Concurrency on commodity hardware
For self-hosters, the practical question is how many concurrent active users a single GPU can serve. A modern consumer GPU serves dozens of concurrent active users in steady state, with a hard ceiling that depends on context length and reasoning effort. Server-class hardware scales this several times over; one card in our hosted region serves the chat product to hundreds of concurrent users. Your numbers will depend on your prompt distribution and the fraction of requests that engage reasoning, but they are reproducible on the same class of hardware we run.
What the API actually returns
Every chat call returns a structured response: `message.content` (the answer), optionally `reasoning.summary` and `reasoning.steps` (when reasoning was enabled), `usage` (input, output, and reasoning tokens, billed separately), and `model_meta` (the exact build hash, region, and runtime engine that served the request). The build hash is not cosmetic — if you log it with each request, you have a reproducible audit trail of which exact model produced which answer, useful for compliance and for narrowing down regressions when something changes between releases. We retain the build for six months past its successor's release, so a customer can pin to a known-good model while they validate the next.
On-device deployment: when and why
The on-device build is the path for customers whose data cannot leave the network. It runs on a modern Linux server with a single consumer GPU for production-grade throughput, or on a CPU-only host for lower-volume internal tools.
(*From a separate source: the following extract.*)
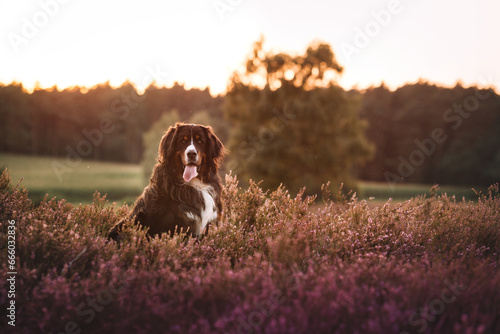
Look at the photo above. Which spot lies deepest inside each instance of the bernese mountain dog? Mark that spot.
(184, 191)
CPU throughput is slow enough that you would not run a chat front-end off it, but fast enough for back-office automation, document analysis, and reflective work that a human reads. The on-device build has the same instruction-following profile as the hosted model, the same refusal calibration, and the same image-input head. It does not include web search or hosted tools; those have to be wired in by the customer to systems they control.